In February 2014, Comcast announced that it had entered into a definitive agreement to merge with TWC. Through the acquisition and management of Time Warner Cable systems, Comcast projected acquiring approximately 8 million managed subscribers in the transaction. However, the transaction faced scrutiny from government regulatory agencies over competitive concerns and received criticism from Congressional leaders, consumers, and industry groups.

Specifically, in October 2014, Consumers Union recommended in a detailed document submitted to the Justice Department that the Department block the proposed acquisition, arguing that no conditions could cure the anticompetitive harms posed by the transaction. On April 20, 2015, dozens of industry trade associations and consumer groups sent a letter to the Federal Communications Commission (FCC), urging the agency to reject the merger. In a letter dated April 21, 2015, six U.S. Senators informed the Justice Department and the FCC of their opposition to the proposed merger and met with the Justice Department to express their concerns.

Comcast and Time Warner statements. “Today, we move on,” Comcast Chairman and CEO Brian L. Roberts said in a written statement. "Of course, we would have liked to bring our great products to new cities, but we structured this deal so that if the government didn’t agree, we could walk away.”

“We have always believed that Time Warner Cable is a one-of-a-kind asset,” said TWC’s Chairman and Chief Executive Officer Robert D. Marcus. “We are strong and getting stronger. Throughout this process, we’ve been laser focused on executing our operating plan and investing in our plant, products and people to deliver great experiences to our customers.

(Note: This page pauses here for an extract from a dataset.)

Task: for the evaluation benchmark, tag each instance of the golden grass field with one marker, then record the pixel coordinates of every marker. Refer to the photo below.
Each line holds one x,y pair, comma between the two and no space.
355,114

Through our strong operational execution and smart capital allocation, we are confident we will continue to create significant value for shareholders.”

Justice Department, FCC reactions. "The companies' decision to abandon this deal is the best outcome for American consumers," said Attorney General Eric Holder. "The Antitrust Division of the United States Department of Justice has demonstrated, time and again, that it can and will defend the interests of the American consumer no matter the complexity of the issue or the size of the opponent. This is a victory not only for the Department of Justice, but also for providers of content and streaming services who work to bring innovative products to consumers across America and around the world."

In a statement released today, FCC Chairman Tom Wheeler agreed with the Attorney General’s sentiments. “Comcast and Time Warner Cable’s decision to end Comcast’s proposed acquisition of Time Warner Cable is in the best interests of consumers. The proposed transaction would have created a company with the most broadband and video subscribers in the nation alongside the ownership of significant programming interests. Today, an online video market is emerging that offers new business models and greater consumer choice. The proposed merger would have posed an unacceptable risk to competition and innovation especially given the growing importance of high-speed broadband to online video and innovative new services.”

American Antitrust Institute President Diana Moss commented that mergers, such as this one, generally have been detrimental to competition and consumers. “New economic evidence shows that mergers have, on average, raised prices to consumers. And management consulting surveys reveal that that managers do not produce the predicted cost savings from the mergers they are tasked with implementing. So before the war cries begin over merger enforcement and Comcast-Time Warner Cable, let us take a moment to let this sink in, and remind ourselves what competition laws are designed for: to protect competition and consumers – but more important – to protect our market-based economic system.”

Companies: Comcast Corporation; Time Warner Cable, Inc.